If the distribution is shifted to the left of zero (Negative β), it means that unaccusative scenes scored lower than unergative ones for that metric. This is the “danger zone” for our stimuli, as it would suggest they are harder for the models to process. As you can see, both the full sentence similarity and the VLM verification scores are shifted heavily to the left, indicating that the unaccusative pictures are indeed less clear or representative.

If the distribution were on the right side (Positive β), it would mean unaccusatives scored higher, suggesting they were actually easier for the models. None of our metrics show this result.

import matplotlib.pyplot as plt
import seaborn as sns
import numpy as np

# Data dictionary from your MCMC samples
beta_data = {
    'Full Scene (CLIP)': clip_samples['beta'].numpy(),
    'Subject Salience (CLIP)': subject_samples['beta'].numpy(),
    'Scene Verification (VLM)': vlm_samples['beta'].numpy()
}

# Adjust figure size for better vertical separation
fig, ax = plt.subplots(figsize=(7, 3))
sns.set_style("whitegrid", {'axes.grid': True, 'grid.color': '.95'})

labels = list(beta_data.keys())
colors = ['#3498db', '#9b59b6', '#e74c3c']
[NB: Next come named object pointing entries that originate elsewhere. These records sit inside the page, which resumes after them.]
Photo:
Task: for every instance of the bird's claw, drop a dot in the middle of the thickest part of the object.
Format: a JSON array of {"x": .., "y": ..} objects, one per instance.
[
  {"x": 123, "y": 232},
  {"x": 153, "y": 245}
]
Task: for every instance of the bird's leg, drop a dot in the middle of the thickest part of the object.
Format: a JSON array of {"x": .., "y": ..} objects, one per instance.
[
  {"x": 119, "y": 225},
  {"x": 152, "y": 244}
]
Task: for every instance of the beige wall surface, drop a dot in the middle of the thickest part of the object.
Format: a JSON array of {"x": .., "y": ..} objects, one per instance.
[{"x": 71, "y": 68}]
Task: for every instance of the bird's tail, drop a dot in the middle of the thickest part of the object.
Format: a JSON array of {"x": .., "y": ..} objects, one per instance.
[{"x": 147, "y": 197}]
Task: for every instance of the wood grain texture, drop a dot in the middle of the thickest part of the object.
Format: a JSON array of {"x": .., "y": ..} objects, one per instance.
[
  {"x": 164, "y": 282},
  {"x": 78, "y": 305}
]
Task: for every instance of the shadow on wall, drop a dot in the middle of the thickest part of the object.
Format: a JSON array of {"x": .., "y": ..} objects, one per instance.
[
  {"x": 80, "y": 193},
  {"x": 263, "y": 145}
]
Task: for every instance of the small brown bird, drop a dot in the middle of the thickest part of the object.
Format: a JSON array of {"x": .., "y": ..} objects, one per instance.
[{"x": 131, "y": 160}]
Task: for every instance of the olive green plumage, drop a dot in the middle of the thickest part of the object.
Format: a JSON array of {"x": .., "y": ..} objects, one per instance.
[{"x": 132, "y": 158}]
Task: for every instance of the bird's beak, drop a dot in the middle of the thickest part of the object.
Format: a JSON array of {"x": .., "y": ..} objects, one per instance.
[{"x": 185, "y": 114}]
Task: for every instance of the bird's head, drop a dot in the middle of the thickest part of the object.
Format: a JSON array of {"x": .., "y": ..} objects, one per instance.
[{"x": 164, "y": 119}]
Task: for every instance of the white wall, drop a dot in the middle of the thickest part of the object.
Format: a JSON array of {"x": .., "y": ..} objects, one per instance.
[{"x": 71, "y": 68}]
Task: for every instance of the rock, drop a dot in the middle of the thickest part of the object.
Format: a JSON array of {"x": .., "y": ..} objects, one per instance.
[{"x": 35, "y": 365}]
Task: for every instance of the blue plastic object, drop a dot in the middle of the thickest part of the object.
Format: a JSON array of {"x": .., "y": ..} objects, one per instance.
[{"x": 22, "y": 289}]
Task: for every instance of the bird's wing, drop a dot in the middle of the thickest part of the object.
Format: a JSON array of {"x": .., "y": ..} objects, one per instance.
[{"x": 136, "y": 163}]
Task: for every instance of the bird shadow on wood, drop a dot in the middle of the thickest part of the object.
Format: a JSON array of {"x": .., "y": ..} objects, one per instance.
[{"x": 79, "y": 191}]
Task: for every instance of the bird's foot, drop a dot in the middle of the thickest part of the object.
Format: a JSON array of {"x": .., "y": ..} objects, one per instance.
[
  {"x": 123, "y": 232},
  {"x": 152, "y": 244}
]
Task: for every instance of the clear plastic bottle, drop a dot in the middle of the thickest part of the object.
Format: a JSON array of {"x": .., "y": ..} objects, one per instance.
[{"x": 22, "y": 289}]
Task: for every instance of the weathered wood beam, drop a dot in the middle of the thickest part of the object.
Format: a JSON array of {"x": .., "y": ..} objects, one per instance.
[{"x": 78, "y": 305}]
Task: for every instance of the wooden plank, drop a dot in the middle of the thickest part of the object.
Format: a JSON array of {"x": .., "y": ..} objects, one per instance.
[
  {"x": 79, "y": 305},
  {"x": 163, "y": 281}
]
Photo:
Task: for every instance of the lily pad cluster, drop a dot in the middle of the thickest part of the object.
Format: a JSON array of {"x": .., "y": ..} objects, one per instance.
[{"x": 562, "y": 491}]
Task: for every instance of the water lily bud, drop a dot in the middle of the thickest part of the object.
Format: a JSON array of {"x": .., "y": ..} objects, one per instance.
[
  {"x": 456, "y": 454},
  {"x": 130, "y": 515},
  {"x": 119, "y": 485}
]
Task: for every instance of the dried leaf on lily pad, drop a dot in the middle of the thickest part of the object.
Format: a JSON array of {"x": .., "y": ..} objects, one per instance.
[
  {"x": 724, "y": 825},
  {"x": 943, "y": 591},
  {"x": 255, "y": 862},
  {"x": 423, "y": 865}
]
for i, label in enumerate(labels):
    samples = beta_data[label]
    mean_val = samples.mean()
    
    # 1. Calculate multiple intervals for the "stacking" effect
    hdi_95 = np.percentile(samples, [2.5, 97.5])
    hdi_80 = np.percentile(samples, [10, 90])
    hdi_50 = np.percentile(samples, [25, 75])
    
    # 2. Plot the stacked lines (Bottom to Top: thinnest/widest first)
    # 95% Interval - Thin
    ax.hlines(i, hdi_95[0], hdi_95[1], color=colors[i], linewidth=0.75, alpha=0.35, zorder=1)
    # 80% Interval - Medium
    ax.hlines(i, hdi_80[0], hdi_80[1], color=colors[i], linewidth=1.5, alpha=0.65, zorder=2)
    # 50% Interval - Thick
    ax.hlines(i, hdi_50[0], hdi_50[1], color=colors[i], linewidth=2.5, alpha=0.95, zorder=3)
    
    # 3. Plot the Mean point
    ax.plot(mean_val, i, 'o', color='black', markersize=5, zorder=4)
    
    # 4. Perfectly Aligned Statistics
    p_dir = (samples < 0).mean() if mean_val < 0 else (samples > 0).mean()
    prob_text = f"$P(\\beta {'<' if mean_val < 0 else '>' } 0) = {p_dir:.2f}$"
    
    # Locked to y-coordinate 'i' and x-coordinate 3.0 (outside plot area)
    ax.text(3.0, i, prob_text, va='center', ha='left', 
            fontsize=13, fontweight='bold', color=colors[i])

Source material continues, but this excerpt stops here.